Abstract
Solute carrier (SLC) transporters regulate the cellular influx and disposition of endogenous and xenobiotic compounds, including anticancer agents such as the multikinase inhibitors (MKIs). Recent evidence suggests that MKIs may also inhibit SLC-dependent transport of coadministered drugs, although present information on the relative susceptibilities of multiple SLC transporters is limited.

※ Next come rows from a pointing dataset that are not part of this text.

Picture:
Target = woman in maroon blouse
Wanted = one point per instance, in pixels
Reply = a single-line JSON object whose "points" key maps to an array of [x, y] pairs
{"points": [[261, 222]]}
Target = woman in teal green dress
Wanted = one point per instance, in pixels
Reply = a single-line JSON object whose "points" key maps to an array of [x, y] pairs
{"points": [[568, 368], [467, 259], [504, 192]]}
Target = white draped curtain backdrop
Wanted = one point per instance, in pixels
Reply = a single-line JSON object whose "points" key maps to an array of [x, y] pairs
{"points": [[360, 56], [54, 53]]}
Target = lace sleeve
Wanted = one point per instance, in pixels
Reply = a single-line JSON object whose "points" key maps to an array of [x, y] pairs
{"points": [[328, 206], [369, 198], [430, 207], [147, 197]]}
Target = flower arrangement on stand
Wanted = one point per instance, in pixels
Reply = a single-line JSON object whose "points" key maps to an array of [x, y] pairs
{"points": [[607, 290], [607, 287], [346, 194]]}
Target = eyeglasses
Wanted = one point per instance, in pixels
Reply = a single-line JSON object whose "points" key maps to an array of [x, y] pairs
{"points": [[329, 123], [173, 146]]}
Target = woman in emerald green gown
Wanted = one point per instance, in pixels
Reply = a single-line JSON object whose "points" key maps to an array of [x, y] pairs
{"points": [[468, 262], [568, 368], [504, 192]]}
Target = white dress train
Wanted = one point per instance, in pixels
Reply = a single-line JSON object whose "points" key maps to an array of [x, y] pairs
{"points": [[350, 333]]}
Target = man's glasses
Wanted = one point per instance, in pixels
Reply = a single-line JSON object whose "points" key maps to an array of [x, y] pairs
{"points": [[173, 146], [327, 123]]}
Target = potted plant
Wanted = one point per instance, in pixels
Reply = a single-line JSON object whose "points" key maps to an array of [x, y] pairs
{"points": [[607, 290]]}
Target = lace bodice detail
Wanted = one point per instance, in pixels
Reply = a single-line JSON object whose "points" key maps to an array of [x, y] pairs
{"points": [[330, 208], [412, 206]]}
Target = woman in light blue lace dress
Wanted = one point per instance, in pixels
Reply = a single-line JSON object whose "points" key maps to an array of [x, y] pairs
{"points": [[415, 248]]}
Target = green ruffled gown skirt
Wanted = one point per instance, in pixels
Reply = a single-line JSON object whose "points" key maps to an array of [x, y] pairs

This study evaluated 18 MKI drugs and metabolites as inhibitors of prototypic substrate uptake by 13 SLC transporters that were overexpressed in human embryonic kidney cells. Organic anion transporting polypeptides (OATPs) 1A2, 1B3, and 2B1, organic anion transporter 3 (OAT3), and organic cation transporter 1 (OCT1) were inhibited by most MKIs, whereas substrate uptake by OATP1B1, OAT1, 2, and 4, OCT2 and 3, and organic zwitterion/cation transporter 1 (OCTN1) was less susceptible to inhibition; OCTN2 was also inhibited by cediranib. In further studies, IC50 values were determined for the most effective MKIs, and erlotinib and cediranib were found to be potent competitive inhibitors of OATP2B1 (Ki = 41 nM) and OATP1A2 (Ki = 33 nM), respectively. From predictive approaches, several MKI-SLC interactions were found to be of potential in vivo significance.
Introduction
Multikinase inhibitor (MKI) drugs target defective signaling pathways that promote the growth and survival of tumor cells. Although MKIs generally produce fewer adverse effects than conventional anticancer drugs, a number have been implicated in toxicities, as well as pharmacokinetic and other interactions that may decrease the safety and efficacy of coadministered drugs (Swaisland et al., 2005; van Erp et al., 2009; Di Gion et al., 2011).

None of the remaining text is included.